Hacker News new | ask | show | jobs
by mav3ri3k 701 days ago
I am not deep into llms so I ask this. From my understanding, their last model was open source but it was in a way that you can use them but the inner working were "hidden"/not transparent.

With the new model, I am seeing alot of how open source they are and can be build upon. Is it now completely open source or similar to their last models ?

2 comments

It's intrinsic to transformers that the inner workings are largely inscrutable. This is no different, but it does not mean they cannot be built upon.

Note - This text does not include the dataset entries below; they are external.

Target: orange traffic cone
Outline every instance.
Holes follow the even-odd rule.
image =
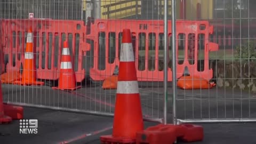
[[[76,86],[76,74],[72,67],[70,52],[67,41],[64,42],[61,55],[59,84],[58,87],[53,87],[52,89],[74,90],[81,87],[81,86]]]
[[[43,85],[43,82],[36,81],[36,69],[34,60],[33,34],[32,28],[29,28],[26,44],[26,51],[22,76],[21,81],[14,81],[14,84]]]
[[[12,118],[4,115],[4,105],[3,104],[3,95],[2,93],[2,84],[0,81],[0,123],[11,122]]]
[[[143,129],[130,29],[124,29],[123,36],[113,131],[112,135],[100,137],[103,143],[135,143],[136,132]]]

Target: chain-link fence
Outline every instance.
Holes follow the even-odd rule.
[[[103,89],[103,82],[118,74],[122,31],[129,28],[146,119],[254,121],[255,5],[249,0],[2,1],[1,77],[12,81],[2,85],[4,101],[113,116],[116,90]],[[12,83],[24,71],[30,27],[36,77],[43,86]],[[76,86],[82,86],[73,91],[51,87],[59,84],[65,41]]]

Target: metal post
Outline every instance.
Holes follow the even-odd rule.
[[[176,125],[176,95],[177,95],[176,82],[176,1],[172,1],[172,115],[173,123]]]
[[[84,5],[83,0],[81,0],[81,20],[83,20],[83,13],[84,11]]]
[[[95,4],[94,4],[94,19],[100,19],[101,17],[101,1],[99,0],[95,0]]]
[[[167,124],[167,101],[168,92],[167,91],[168,74],[168,1],[164,0],[164,124]]]

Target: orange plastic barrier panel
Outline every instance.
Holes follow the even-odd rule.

Gradient descent works on these models just like the prior ones.

they give you the code and they give you the model it runs, and you can customise and redistribute both. It's all open source in that respect.

What people are complaining about (totally unreasonably in my view) is obviously Meta is not "open sourcing" all the training data, so nobody can retrain the model from scratch themselves. This argument to me is just silly. The whole point of these models is they distil pretraining on massive data sets you wouldn't have access to otherwise. If you insist on them releasing the data set, they will have to cut it down to 0.1% of the size and you will be getting what you had access to already in the first place.

That's not the only thing that people are complaining about. Even the code is not open source, despite being called open source.
They could release the code that gathers and curates the data. Give a reproducible system for getting the pre training data. And presumably they own the post training RLHF stuff so could open that.

Without those you're locked in to them in terms of licensing of future versions.